Per character Tokenizer

I’m just trying to implement character tokenizer. What I just do is:

class CharTokenizer(BaseTokenizer):
    def tokenizer(self, t):
        return list(t.lower())
tok = Tokenizer(tok_func=CharTokenizer, pre_rules=[], post_rules=[], special_cases=[])
data_clas = TextClasDataBunch.from_csv(path, 'classified_messages.csv', bs=4, tokenizer=tok)

And I faced with a problem that all messages are prefixed with Text xxbos xxfld 1. As I see from the code the place where they are inserted is get_processor method:

def _get_processor(tokenizer:Tokenizer=None, vocab:Vocab=None, chunksize:int=10000, max_vocab:int=60000, min_freq:int=2, mark_fields:bool=True, **kwargs)

And as far as I understood the only way not to insert them is to provide mark_fileds=False. So what I’ve tried to do is provide mark_fields=False to TextClasDataBunch.from_csv method:

data_clas = TextClasDataBunch.from_csv(path, 'classified_messages.csv', bs=4, tokenizer=tok, mark_fields=False)

But as a result I got an error:

~/miniconda3/envs/fastai-cpu/lib/python3.6/site-packages/fastai/text/ in create(cls, train_ds, valid_ds, test_ds, path, bs, pad_idx, pad_first, **kwargs)
241 collate_fn = partial(pad_collate, pad_idx=pad_idx, pad_first=pad_first)
242 train_sampler = SortishSampler(datasets[0].x, key=lambda t: len(datasets[0][t][0].data), bs=bs//2)
–> 243 train_dl = DataLoader(datasets[0], batch_size=bs//2, sampler=train_sampler, **kwargs)
244 dataloaders = [train_dl]
245 for ds in datasets[1:]:

TypeError: init() got an unexpected keyword argument ‘mark_fields’

So may be TextClasDataBunch.from_csv should have explicit argument mark_field ? Or may me there is another way to process data without any prefixes?


If I understand correctly I think we want a beginning of string token to allow us to process many strings at once (this token tells the model that they are separate strings). But we need to parse this token separately:

class LetterTokenizer(BaseTokenizer):
    "Basic class for a tokenizer function."
    def __init__(self, lang): pass
    def tokenizer(self, t:str) -> List[str]:
        out = []
        i = 0
        while i < len(t):
            if t[i:].startswith(BOS):
                i += len(BOS)
                i += 1
        return out
    def add_special_cases(self, toks:Collection[str]): pass

But we still don’t want to mark the fields when there is only one. Like you say TextClasDataBunch.from_csv doesn’t pass a mark_fields on to TokenizeProcessor. But TextClasDataBunch.from_df does; so if you first read in the data with pd.read_csv you can do something like:

import string
all_letters = string.ascii_letters + " .,;'"
vocab=Vocab.create(all_letters, max_vocab=1000, min_freq=0)

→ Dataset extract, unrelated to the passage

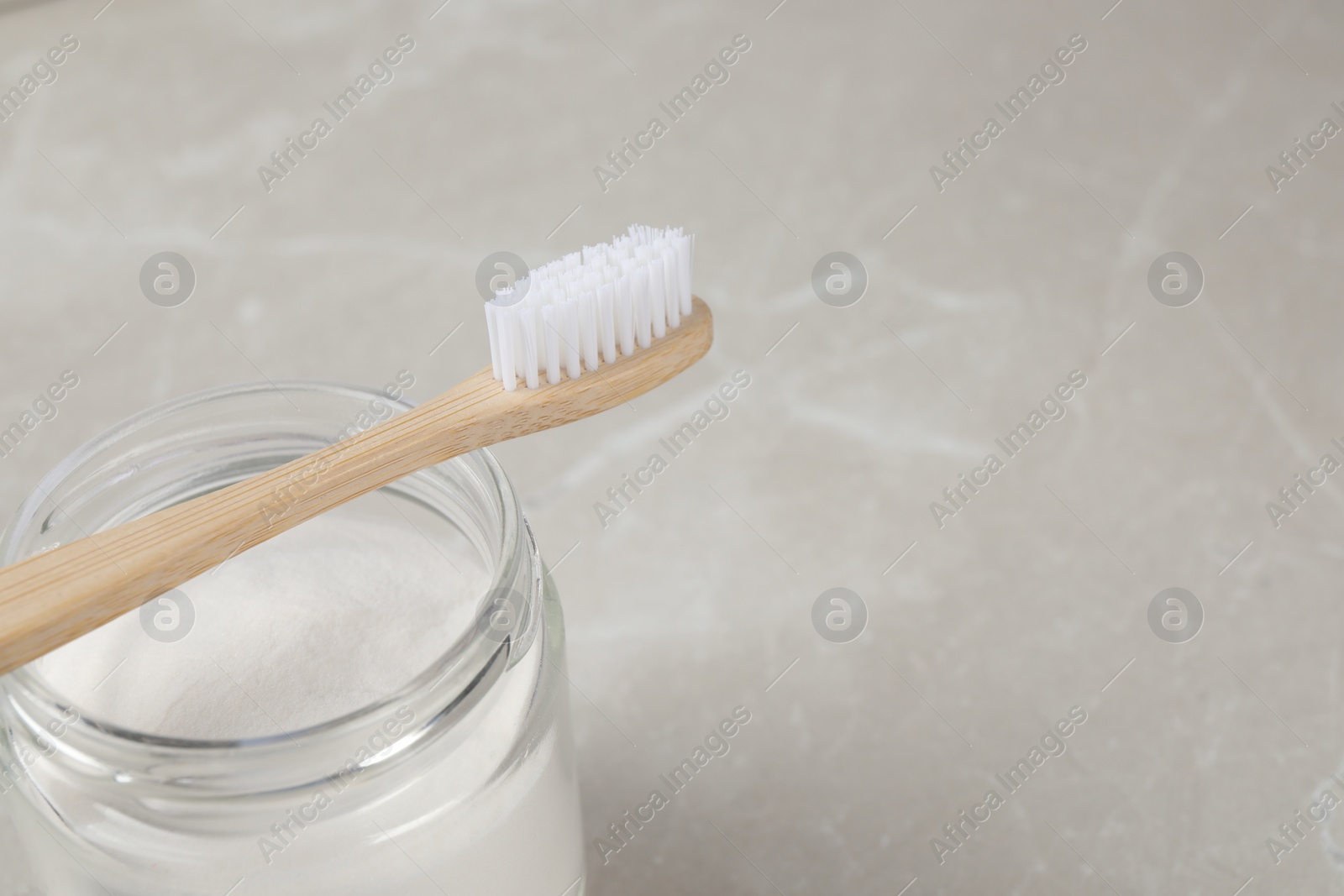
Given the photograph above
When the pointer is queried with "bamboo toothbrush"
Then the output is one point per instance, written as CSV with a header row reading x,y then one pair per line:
x,y
604,325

tokenizer=Tokenizer(LetterTokenizer, pre_rules=[], post_rules=[])

data = TextClasDataBunch.from_df(path='.', train_df=train_df, valid_df=valid_df,
                         tokenizer=tokenizer, vocab=vocab,

Another option is to use the flexible data block interface:

import string
all_letters = string.ascii_letters + " .,;'"
tokenizer=Tokenizer(LetterTokenizer, pre_rules=[], post_rules=[])
processors = [TokenizeProcessor(tokenizer=tokenizer, mark_fields=False),
            NumericalizeProcessor(vocab=Vocab.create(all_letters, max_vocab=1000, min_freq=0))]

data = (TextList

Hi, I have been trying to make a character-level language model using fastai library. I’ve used your tokenizer, but it seems to almost run our of memory and give an error “BrokenProcessPool: A process in the process pool was terminated abruptly while the future was running or pending.”
Any help will be highly appreciated. or link to someone who has made a character-level LM in fastai. Thank you.

Sorry - I’m not too sure what could be happening here.

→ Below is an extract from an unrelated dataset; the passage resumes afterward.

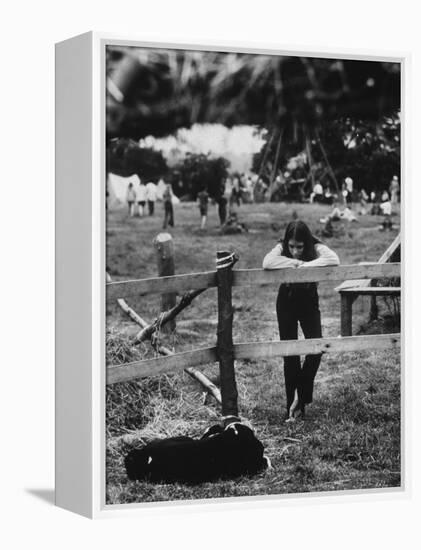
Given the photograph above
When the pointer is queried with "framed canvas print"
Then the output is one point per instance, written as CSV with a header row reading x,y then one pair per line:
x,y
229,242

A broken process pool sounds like it could be the dataloader. I’d try with a single worker and see if you can get that working - it’ll make it much easier to debug at least.

Here’s an example of a Character-Level RNN in fastai - but the version of fastai used is likely a bit outdated (1.12ish?)

Yes I had followed this tutorial of yours itself. Got it from another thread in the forum. For now i have managed to get it working with only half the dataset. the entire dataset if loaded at once gives the error as i mentioned. character level databunch seems to takes up more memory than word level. Not sure why.

Right - when you say run out of memory is that RAM or GPU memory?

Is it happening when training the language model or the classifier?

A character level RNN will have fewer weights than a word level (the vocabulary of possible characters is thousands of times smaller than comman word vocabulary sizes so the embedding layer is much smaller), but will have more tokens (around 5x for English text).

I’d expect RAM usage to be higher, GPU usage to be lower for language modelling. For classification you may need to truncate to a maximum number of characters to preserve GPU memory.

I run out of RAM. I used colab. It happens when training the language model. Entire dataset fits fine for classifier.